Autora de biografias de grande sucesso, Mary del Priore fala em entrevista sobre a história das narrativas sobre a vida de figuras públicas, o fim da privacidade e critica duramente o grupo Procure saber
Ronaldo Pelli
23/10/2013Comentar essa matéria
“A ênfase do grupo Procure Saber em transformar biógrafos em ‘gente que ganha dinheiro’ é chocante! Uma tal visão das coisas só revela a ganância dos membros deste grupo. Somos jornalistas, historiadores, escritores, apenas interessados em fazer nosso trabalho pelo qual somos pagos proporcionalmente ao mercado de livros que no Brasil ainda é muito pequeno. O que querem de nós, que paguemos ‘dízimo’? E chamar essa gente de ‘artistas’? Melhor seria: agiotas ou comerciantes”, diz ela, em conversa por e-mail.

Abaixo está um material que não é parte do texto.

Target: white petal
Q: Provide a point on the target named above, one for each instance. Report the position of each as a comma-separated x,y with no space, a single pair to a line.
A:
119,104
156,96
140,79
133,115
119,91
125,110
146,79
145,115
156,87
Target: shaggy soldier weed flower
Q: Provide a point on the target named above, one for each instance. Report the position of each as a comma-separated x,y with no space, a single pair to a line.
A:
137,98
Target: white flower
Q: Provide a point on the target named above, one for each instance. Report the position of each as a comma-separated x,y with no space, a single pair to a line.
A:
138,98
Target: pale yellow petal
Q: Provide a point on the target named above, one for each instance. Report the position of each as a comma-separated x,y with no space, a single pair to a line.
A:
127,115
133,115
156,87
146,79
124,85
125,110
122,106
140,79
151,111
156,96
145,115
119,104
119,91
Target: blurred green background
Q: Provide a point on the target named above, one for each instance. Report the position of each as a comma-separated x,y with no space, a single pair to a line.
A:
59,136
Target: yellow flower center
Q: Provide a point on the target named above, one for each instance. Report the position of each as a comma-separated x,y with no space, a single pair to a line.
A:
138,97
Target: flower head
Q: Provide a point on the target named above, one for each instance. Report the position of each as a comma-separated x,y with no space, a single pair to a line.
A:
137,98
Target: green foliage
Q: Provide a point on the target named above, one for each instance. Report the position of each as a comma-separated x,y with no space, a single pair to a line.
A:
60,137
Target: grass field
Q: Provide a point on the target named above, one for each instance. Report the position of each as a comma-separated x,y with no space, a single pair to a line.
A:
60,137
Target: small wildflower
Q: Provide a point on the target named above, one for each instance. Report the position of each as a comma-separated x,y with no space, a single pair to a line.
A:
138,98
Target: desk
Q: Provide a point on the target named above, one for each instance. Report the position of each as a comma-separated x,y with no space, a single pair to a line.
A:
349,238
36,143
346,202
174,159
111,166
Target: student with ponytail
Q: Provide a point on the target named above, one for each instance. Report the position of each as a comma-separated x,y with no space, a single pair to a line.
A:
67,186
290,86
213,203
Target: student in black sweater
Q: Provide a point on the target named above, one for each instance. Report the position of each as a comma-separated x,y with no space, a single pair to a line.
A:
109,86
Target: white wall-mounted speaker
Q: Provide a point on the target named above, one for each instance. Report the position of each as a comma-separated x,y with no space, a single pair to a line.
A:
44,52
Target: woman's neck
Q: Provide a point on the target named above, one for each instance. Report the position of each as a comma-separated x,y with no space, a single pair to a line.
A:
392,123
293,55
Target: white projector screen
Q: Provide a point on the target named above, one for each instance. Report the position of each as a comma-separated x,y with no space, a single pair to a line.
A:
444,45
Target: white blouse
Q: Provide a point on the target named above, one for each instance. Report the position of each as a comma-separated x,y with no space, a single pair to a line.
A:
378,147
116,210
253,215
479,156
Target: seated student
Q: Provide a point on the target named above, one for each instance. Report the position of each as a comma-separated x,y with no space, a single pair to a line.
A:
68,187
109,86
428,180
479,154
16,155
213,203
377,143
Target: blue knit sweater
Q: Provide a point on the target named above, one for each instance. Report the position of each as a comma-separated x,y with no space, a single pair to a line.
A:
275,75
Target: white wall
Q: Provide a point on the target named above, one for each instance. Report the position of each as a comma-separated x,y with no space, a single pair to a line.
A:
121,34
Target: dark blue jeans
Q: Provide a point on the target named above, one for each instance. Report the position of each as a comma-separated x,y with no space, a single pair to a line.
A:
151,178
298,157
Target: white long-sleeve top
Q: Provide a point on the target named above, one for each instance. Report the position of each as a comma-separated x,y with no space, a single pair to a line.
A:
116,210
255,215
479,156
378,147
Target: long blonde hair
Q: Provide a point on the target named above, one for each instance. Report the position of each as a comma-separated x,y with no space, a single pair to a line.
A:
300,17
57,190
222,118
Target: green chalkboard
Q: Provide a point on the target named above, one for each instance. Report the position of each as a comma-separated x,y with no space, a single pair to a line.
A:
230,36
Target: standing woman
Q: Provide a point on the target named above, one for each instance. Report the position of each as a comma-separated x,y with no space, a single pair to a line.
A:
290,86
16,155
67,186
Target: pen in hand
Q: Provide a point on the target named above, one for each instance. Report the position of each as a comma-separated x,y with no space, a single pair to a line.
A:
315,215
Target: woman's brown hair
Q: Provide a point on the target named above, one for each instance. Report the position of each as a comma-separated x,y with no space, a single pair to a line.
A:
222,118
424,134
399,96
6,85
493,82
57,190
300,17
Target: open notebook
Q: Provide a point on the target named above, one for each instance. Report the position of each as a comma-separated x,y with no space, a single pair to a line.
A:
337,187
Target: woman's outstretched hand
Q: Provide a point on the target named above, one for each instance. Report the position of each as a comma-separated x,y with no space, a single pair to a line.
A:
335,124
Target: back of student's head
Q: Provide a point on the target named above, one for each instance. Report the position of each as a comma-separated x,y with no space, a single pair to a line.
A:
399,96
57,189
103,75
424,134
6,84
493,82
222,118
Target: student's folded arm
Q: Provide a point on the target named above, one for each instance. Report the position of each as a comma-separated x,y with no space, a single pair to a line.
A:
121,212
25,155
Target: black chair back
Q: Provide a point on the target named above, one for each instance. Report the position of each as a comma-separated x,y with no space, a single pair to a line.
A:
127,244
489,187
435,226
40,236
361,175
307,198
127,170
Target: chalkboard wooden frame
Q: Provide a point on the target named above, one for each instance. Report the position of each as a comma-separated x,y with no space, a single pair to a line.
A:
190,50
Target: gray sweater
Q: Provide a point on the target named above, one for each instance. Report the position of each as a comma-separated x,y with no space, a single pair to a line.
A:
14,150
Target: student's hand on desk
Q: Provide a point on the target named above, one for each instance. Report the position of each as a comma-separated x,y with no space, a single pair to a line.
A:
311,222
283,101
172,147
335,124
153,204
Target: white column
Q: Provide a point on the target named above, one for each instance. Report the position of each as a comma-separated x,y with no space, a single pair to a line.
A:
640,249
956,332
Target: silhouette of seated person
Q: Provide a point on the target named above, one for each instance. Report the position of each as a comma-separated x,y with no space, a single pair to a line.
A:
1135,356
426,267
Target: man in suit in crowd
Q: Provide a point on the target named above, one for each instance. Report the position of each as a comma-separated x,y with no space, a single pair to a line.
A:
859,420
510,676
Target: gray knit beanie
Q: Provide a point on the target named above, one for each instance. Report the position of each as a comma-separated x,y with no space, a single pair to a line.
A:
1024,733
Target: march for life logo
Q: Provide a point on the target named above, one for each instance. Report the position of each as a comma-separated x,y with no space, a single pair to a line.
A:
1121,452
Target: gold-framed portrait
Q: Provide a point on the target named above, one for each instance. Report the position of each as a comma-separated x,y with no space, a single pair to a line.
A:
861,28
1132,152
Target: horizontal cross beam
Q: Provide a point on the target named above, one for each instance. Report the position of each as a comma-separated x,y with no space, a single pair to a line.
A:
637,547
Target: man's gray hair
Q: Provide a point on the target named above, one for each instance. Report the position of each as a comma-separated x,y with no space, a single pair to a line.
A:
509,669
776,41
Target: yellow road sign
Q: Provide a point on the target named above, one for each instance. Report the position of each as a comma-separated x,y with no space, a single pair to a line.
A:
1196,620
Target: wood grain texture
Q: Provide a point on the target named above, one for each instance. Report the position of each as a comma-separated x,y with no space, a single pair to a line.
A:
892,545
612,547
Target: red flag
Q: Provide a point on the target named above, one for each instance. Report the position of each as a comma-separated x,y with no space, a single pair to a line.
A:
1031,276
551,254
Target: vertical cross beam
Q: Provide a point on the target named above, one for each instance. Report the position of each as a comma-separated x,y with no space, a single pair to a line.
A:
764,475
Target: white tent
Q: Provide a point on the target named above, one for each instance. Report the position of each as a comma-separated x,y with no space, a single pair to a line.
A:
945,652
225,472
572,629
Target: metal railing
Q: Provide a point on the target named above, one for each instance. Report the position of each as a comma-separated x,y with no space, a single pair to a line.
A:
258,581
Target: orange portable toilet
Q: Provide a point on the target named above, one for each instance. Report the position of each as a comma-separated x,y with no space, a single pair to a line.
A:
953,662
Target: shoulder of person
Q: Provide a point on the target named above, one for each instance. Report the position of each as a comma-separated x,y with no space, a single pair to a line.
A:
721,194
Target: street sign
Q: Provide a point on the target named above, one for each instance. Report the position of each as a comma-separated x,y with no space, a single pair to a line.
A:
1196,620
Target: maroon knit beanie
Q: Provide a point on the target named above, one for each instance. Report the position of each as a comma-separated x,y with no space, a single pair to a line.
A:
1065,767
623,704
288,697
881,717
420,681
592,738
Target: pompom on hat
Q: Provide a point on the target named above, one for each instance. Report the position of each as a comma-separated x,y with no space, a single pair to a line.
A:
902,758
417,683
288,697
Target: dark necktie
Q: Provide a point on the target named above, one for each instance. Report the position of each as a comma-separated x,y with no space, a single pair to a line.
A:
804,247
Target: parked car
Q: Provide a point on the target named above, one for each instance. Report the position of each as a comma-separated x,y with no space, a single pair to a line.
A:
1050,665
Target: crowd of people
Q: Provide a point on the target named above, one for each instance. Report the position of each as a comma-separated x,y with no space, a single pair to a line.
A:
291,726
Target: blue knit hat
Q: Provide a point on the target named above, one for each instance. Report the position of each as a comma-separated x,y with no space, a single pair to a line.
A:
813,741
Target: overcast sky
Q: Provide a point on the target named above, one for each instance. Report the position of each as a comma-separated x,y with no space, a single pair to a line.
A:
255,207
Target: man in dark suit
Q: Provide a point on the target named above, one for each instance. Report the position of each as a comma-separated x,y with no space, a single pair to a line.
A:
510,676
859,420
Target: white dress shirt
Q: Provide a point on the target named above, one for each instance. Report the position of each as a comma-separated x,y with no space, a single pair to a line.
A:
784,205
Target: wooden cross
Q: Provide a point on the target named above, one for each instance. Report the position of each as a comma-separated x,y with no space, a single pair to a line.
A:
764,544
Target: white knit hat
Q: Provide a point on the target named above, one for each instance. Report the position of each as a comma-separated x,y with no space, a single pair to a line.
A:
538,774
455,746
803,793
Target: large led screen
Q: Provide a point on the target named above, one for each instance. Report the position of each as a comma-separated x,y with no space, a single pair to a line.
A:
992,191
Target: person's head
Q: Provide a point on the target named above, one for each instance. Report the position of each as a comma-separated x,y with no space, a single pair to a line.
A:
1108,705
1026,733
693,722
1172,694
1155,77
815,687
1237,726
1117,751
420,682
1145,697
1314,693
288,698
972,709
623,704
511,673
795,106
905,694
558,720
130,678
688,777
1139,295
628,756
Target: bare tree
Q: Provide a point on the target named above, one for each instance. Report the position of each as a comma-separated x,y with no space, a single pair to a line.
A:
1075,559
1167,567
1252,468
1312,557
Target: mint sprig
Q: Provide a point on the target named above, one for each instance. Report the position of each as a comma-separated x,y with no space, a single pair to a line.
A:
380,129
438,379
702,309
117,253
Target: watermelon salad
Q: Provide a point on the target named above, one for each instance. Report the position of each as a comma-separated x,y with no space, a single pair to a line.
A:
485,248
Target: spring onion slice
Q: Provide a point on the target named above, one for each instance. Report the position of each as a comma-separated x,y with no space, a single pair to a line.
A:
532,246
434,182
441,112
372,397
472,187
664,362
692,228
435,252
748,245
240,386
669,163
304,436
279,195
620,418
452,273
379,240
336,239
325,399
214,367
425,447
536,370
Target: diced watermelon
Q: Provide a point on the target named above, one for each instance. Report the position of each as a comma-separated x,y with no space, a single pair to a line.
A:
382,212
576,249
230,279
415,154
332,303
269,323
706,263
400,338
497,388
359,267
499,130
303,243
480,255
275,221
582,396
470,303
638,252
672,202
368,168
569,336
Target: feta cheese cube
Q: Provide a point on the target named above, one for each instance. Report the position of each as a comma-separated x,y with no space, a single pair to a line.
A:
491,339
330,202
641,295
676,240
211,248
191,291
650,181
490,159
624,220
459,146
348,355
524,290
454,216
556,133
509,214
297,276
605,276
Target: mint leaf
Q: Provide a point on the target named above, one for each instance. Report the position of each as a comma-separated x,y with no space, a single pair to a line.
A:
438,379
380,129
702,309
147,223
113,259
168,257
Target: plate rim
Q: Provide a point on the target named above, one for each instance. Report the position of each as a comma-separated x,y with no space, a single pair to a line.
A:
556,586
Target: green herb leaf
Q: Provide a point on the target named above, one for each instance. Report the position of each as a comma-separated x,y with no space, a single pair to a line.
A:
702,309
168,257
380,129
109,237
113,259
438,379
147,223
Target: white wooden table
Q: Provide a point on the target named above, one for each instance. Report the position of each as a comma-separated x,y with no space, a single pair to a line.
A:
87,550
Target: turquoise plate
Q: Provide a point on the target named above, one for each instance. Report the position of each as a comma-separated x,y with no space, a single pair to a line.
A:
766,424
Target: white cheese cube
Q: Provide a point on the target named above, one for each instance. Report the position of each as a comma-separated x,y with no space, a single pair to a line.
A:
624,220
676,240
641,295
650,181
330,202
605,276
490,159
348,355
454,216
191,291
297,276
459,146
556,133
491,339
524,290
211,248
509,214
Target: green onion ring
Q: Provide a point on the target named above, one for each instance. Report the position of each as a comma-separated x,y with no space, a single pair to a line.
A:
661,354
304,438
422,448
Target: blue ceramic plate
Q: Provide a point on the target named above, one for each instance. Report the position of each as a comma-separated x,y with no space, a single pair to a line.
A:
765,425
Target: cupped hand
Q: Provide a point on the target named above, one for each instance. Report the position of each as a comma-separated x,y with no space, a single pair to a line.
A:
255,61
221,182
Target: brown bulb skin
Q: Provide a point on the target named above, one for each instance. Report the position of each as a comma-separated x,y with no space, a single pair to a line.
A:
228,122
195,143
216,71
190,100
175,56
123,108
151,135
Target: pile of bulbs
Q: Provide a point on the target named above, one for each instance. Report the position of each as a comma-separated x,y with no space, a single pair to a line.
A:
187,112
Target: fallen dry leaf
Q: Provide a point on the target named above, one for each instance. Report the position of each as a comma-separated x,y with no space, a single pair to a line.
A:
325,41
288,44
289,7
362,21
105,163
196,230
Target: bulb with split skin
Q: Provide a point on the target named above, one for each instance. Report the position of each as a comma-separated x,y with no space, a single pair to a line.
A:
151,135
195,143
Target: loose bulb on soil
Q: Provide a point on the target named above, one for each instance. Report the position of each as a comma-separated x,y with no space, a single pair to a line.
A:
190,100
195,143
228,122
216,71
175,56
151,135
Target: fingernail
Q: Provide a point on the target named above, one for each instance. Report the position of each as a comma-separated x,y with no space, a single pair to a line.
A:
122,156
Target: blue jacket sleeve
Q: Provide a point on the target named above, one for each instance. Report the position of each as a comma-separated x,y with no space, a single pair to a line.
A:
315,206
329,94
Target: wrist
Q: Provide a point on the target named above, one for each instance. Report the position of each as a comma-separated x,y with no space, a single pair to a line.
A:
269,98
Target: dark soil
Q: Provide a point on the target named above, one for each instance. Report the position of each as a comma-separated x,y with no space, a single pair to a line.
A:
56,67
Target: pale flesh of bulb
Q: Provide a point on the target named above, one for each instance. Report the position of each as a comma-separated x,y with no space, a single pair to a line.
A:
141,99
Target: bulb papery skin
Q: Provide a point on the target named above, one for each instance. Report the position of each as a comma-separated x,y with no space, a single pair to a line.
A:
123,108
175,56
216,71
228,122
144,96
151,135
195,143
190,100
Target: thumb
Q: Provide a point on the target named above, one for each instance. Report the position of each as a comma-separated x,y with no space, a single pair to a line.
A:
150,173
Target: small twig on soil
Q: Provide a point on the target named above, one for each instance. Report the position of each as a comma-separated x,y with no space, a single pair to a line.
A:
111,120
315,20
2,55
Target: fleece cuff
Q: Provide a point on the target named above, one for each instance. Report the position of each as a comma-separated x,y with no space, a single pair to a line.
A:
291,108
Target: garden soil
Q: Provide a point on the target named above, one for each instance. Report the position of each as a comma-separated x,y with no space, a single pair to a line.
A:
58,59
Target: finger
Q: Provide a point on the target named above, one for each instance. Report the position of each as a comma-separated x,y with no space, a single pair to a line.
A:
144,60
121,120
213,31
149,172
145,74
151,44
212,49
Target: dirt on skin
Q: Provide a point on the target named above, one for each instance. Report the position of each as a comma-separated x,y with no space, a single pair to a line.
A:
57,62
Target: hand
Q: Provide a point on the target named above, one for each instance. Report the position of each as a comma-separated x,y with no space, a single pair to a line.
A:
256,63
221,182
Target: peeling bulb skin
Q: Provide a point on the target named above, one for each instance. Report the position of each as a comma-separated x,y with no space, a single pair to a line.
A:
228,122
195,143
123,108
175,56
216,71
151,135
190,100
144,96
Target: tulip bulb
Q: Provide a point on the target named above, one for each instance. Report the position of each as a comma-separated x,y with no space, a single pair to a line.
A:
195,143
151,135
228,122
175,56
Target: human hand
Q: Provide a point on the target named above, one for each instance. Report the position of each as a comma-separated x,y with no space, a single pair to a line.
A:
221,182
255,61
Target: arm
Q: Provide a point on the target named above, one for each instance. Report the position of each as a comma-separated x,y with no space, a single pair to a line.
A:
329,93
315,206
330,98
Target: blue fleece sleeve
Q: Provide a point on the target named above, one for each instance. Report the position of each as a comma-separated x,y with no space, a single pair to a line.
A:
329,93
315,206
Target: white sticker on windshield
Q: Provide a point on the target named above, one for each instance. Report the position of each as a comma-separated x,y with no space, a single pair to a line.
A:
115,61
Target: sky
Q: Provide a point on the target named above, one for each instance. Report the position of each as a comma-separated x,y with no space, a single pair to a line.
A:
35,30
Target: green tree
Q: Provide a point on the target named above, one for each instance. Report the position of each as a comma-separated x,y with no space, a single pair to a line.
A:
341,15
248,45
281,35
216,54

A intenção da professora da pós-graduação de Historia da Universidade Salgado de Oliveira nesta discussão é, em vez de diminuir as produções de cunho histórico, divulgar o conhecimento sobre o assunto. Mais biografias, e sem autorização de ninguém. Se houver calúnia ou exageros, que a Justiça seja chamada para resolvar a questão. Herdeiros impedindo a publicação de qualquer texto? Um absurdo. Imagine ter que atender todos os descendentes dos cerca de 40 filhos bastardos de D. Pedro I?Confirmando esse interesse na difusão, recentemente ela lançou o blog História hoje, para dialogar com os entusiastas do tema. Além disso, após estudar as crianças e as mulheres em separado, acaba de publicar a História dos homens no Brasil, nada menos que seu 37º livro, segundo o seu site oficial. Seu interesse pelas biografias vem desde o início de sua carreira. Em entrevista para a Revista de História da Biblioteca Nacional, em 2010, ela já explicava como começou a escrevê-las:“Quando me mudei para o Rio de Janeiro, descobri o riquíssimo arquivo do Instituto Histórico e Geográfico Brasileiro e percebi quantos filões poderiam nascer dali. E, nesse momento, houve uma ruptura naquilo que eu considerava que poderia ser uma carreira, como historiadora, e não como professora. Nunca me senti professora de nada e nem de ninguém. Então, naquele período, vislumbrei a possibilidade de fazer livros de divulgação que chamassem atenção para a questão da História do Brasil. Escrever sobre personagens que fossem desconhecidos, usando-os como janelas para o passado. E aí o meu trabalho deu uma guinada, e comecei a focar nas biografias, onde tenho tido bastante sucesso.”Agora, em entrevista por email, ela reforça que os textos sobre a história de homens - ilustres ou não -, inclusive, não devem ficarrestritos ao ambiente universitário, mas ser tratado como uma das vertentes da literatura, como “romances, thrillers policiais, auto-ajuda”.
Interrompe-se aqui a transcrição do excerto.